How to Check the Data Type in a DataFrame
In this tutorial, you will learn how to check the data type of a column in a DataFrame.
TLDR solution
# shows data type for all columns
df.dtypes
# shows data type for one column
df['column'].dtypes
Step-by-Step Example
Suppose, you have the following DataFrame:
import pandas as pd
data = {'date': ['01/15/2021', '02/15/2021', '03/15/2021'],
'fish': ['salmon', 'pufferfish', 'shark'],
'count': [1000, 100, 10.0]
}
df = pd.DataFrame(data)
print(df)
date fish count
0 01/15/2021 salmon 1000
1 02/15/2021 pufferfish 100
2 03/15/2021 shark 10
You can use the dtypes attribute to check the data type of each column in a DataFrame:
print(df.dtypes)
date object
fish object
count float64
dtype: object
Note that the date column is currently of type object/string, and count of type float.

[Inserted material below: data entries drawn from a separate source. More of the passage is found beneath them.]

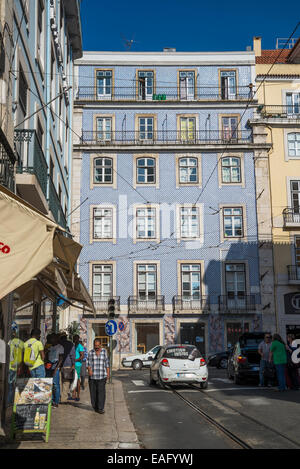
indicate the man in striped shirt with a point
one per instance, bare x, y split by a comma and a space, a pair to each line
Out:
98, 370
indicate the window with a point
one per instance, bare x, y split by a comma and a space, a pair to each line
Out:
102, 280
145, 85
191, 281
294, 144
146, 128
231, 170
233, 222
103, 171
104, 127
235, 279
188, 170
186, 85
293, 103
146, 223
104, 84
145, 171
189, 222
102, 223
146, 281
187, 128
295, 196
229, 128
228, 84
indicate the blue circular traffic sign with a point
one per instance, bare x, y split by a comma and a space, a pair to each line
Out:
111, 327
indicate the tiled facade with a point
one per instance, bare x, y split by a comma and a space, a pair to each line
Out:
227, 300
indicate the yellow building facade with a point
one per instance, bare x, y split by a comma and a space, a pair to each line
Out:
278, 121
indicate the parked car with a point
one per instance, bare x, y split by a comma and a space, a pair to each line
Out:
142, 359
220, 359
244, 361
179, 364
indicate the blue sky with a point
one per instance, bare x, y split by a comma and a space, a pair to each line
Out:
193, 25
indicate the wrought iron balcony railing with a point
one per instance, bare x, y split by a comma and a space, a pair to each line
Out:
231, 302
55, 206
7, 162
189, 303
36, 162
101, 302
291, 216
288, 111
293, 273
164, 93
167, 137
137, 303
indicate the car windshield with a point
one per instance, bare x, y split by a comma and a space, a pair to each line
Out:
182, 353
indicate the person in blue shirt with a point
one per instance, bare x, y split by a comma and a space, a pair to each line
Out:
79, 355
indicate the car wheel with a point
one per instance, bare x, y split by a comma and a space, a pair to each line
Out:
223, 363
137, 365
152, 381
237, 380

Bonus: Change the Data Type of a Column
Let's convert the type of the date column to datetime and that of count to integer:
df['date'] = pd.to_datetime(df['date'], format='%m/%d/%Y')
df['count'] = df['count'].astype('int')
# check the data type for a subset of columns
print(df[['date', 'count']].dtypes)
date datetime64[ns]
count int64
dtype: object
That's it! You just learned how to check the data types of a DataFrame.